In some embodiments, the feedback module is further to: when the identification results corresponding to the n continuous scene models indicate that the obstacles exist, carrying out similarity comparison on the obstacles in the n identification results; wherein n is an integer greater than 1; when the similarity comparison of the obstacles in the n recognition results is successful, determining a traveling route of the obstacles according to the coordinates of the obstacles in the n recognition results; acquiring an alarm area of the scene to be detected; and when the travelling route points to the alarm area, carrying out alarm processing according to the travelling route.
In some embodiments, the feedback module is further to: acquiring an alarm area of the scene to be detected; and when the coordinates of the obstacles in the identification result fall into the alarm area, carrying out alarm processing according to the coordinates of the obstacles.
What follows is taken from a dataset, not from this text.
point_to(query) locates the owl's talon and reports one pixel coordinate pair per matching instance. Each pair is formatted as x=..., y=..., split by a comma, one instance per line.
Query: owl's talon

In some embodiments, the artificial intelligence based scene awareness apparatus 255 further comprises: and the uplink module is used for sending the identification of the sensing equipment and the corresponding relative pose to a block chain network so as to enable the node of the block chain network to fill the identification of the sensing equipment and the corresponding relative pose to a new block, and when the new block is identified consistently, the new block is added to the tail of the block chain, and a relative pose query request carrying the identification of the sensing equipment is responded.
Embodiments of the present invention provide a storage medium having stored therein executable instructions that, when executed by a processor, cause the processor to perform an artificial intelligence based scene awareness method provided by embodiments of the present invention, for example, an artificial intelligence based scene awareness method as shown in fig. 7A, 7B or 7C.
In some embodiments, the storage medium may be memory such as FRAM, ROM, PROM, EPROM, EEPROM, flash memory, magnetic surface memory, optical disk, or CD-ROM; or may be various devices including one or any combination of the above memories.
In some embodiments, executable instructions may be written in any form of programming language (including compiled or interpreted languages), in the form of programs, software modules, scripts or code, and may be deployed in any form, including as a stand-alone program or as a module, component, subroutine, or other unit suitable for use in a computing environment.
By way of example, executable instructions may correspond, but do not necessarily have to correspond, to files in a file system, and may be stored in a portion of a file that holds other programs or data, such as in one or more scripts in a hypertext Markup Language (HTML) document, in a single file dedicated to the program in question, or in multiple coordinated files (e.g., files that store one or more modules, sub-programs, or portions of code).
By way of example, executable instructions may be deployed to be executed on one computing device or on multiple computing devices at one site or distributed across multiple sites and interconnected by a communication network.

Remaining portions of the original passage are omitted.